McCourt, a Boston real estate developer who previously tried to buy the Red Sox, has not sought to sell the Dodgers himself, despite his financial troubles and very public fight with his wife, Jamie.
Selig took a stand already against McCourt earlier this year when he rejected McCourt’s request to borrow $200 million from Rupert Murdoch’s Fox Entertainment Group, which previously owned the team.
But Selig refused to let McCourt add more debt to the $433 million he already owes. Selig has approval rights over all team loans. But earlier this month, McCourt got a $30 million personal loan from Fox, which was not within Selig’s powers to deny, The Los Angeles Times reported.

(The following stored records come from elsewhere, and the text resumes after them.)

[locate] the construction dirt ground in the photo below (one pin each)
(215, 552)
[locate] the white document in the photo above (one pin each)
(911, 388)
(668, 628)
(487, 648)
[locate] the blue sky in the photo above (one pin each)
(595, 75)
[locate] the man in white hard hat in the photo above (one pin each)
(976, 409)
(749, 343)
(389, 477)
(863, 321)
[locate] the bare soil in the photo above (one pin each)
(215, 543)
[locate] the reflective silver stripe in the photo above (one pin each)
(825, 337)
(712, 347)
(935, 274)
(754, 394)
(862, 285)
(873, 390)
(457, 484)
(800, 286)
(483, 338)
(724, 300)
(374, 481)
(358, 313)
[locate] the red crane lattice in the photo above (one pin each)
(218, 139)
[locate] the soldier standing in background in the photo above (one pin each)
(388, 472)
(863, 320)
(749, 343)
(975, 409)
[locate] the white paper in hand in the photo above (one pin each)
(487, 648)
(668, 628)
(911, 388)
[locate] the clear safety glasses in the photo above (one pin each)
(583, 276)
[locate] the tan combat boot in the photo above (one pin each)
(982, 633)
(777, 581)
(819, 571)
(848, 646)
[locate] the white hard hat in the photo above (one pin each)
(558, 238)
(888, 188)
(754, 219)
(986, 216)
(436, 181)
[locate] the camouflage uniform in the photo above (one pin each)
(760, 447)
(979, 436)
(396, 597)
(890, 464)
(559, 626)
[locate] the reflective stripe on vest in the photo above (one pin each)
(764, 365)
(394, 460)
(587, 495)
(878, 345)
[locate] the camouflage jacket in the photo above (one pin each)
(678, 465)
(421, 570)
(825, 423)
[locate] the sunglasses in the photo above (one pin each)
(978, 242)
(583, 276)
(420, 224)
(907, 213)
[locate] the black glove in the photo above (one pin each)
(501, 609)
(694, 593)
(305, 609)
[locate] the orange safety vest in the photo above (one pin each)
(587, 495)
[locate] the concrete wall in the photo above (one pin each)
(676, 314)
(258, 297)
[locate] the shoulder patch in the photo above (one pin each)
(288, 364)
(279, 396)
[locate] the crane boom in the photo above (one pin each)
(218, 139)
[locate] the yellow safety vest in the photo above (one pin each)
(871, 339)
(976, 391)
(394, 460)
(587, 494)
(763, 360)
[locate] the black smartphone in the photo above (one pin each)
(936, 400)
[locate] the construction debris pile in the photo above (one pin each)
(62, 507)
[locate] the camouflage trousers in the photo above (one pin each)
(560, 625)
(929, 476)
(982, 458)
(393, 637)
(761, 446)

McCourt bought the team seven years ago for $430 million from Fox, a subsidiary of News Corporation. There were a few other bidders, including Malcolm Glazer, the owner of the Tampa Bay Buccaneers; Alan Casden, a real-estate developer; and, to a lesser extent, Dave Checketts, the former president of Madison Square Garden who is now selling his stake in the St. Louis Blues.
But McCourt emerged as the winner despite the financial structure of his deal that included a $145 million loan from Fox, which was eager to unload the Dodgers. Although the overall transaction was viewed as highly leveraged, it satisfied baseball’s debt rules and mollified Fox, which carries baseball nationally and the Dodgers locally on its Fox Sports West regional sports network.
The divorce trial and the publicity surrounding McCourt’s divorce have displeased Selig. The McCourts took $108 million in personal distributions from the team between 2004 and 2009, almost half for personal mortgages and real estate, according to court documents cited by The Los Angeles Times.
And the beating of the Giants fan outside Dodger Stadium raised concerns that McCourt had not been paying enough attention to safety at the aging ballpark or putting enough money into its upkeep.
Although McCourt is not part of Selig’s inner circle, like Fred Wilpon, the principal owner of the Mets, another troubled franchise, it might not be easy to force out even an unpopular owner.
“It would be messy and might establish a precedent that other owners might not want,” said Marc Ganis, a sports-industry consultant. He said it might better wait for McCourt to fail to pay his debt and then step in to run and sell the team. Selig helped orchestrate last year’s sale of the Texas Rangers by Thomas O. Hicks, who had defaulted on his loans, to a group Selig preferred, led by Nolan Ryan.
Through suspensions and strong persuasion, Selig and other baseball officials pushed Marge Schott out as the lead owner of the Cincinnati Reds in 1999, largely for her insensitive remarks about ethnic groups.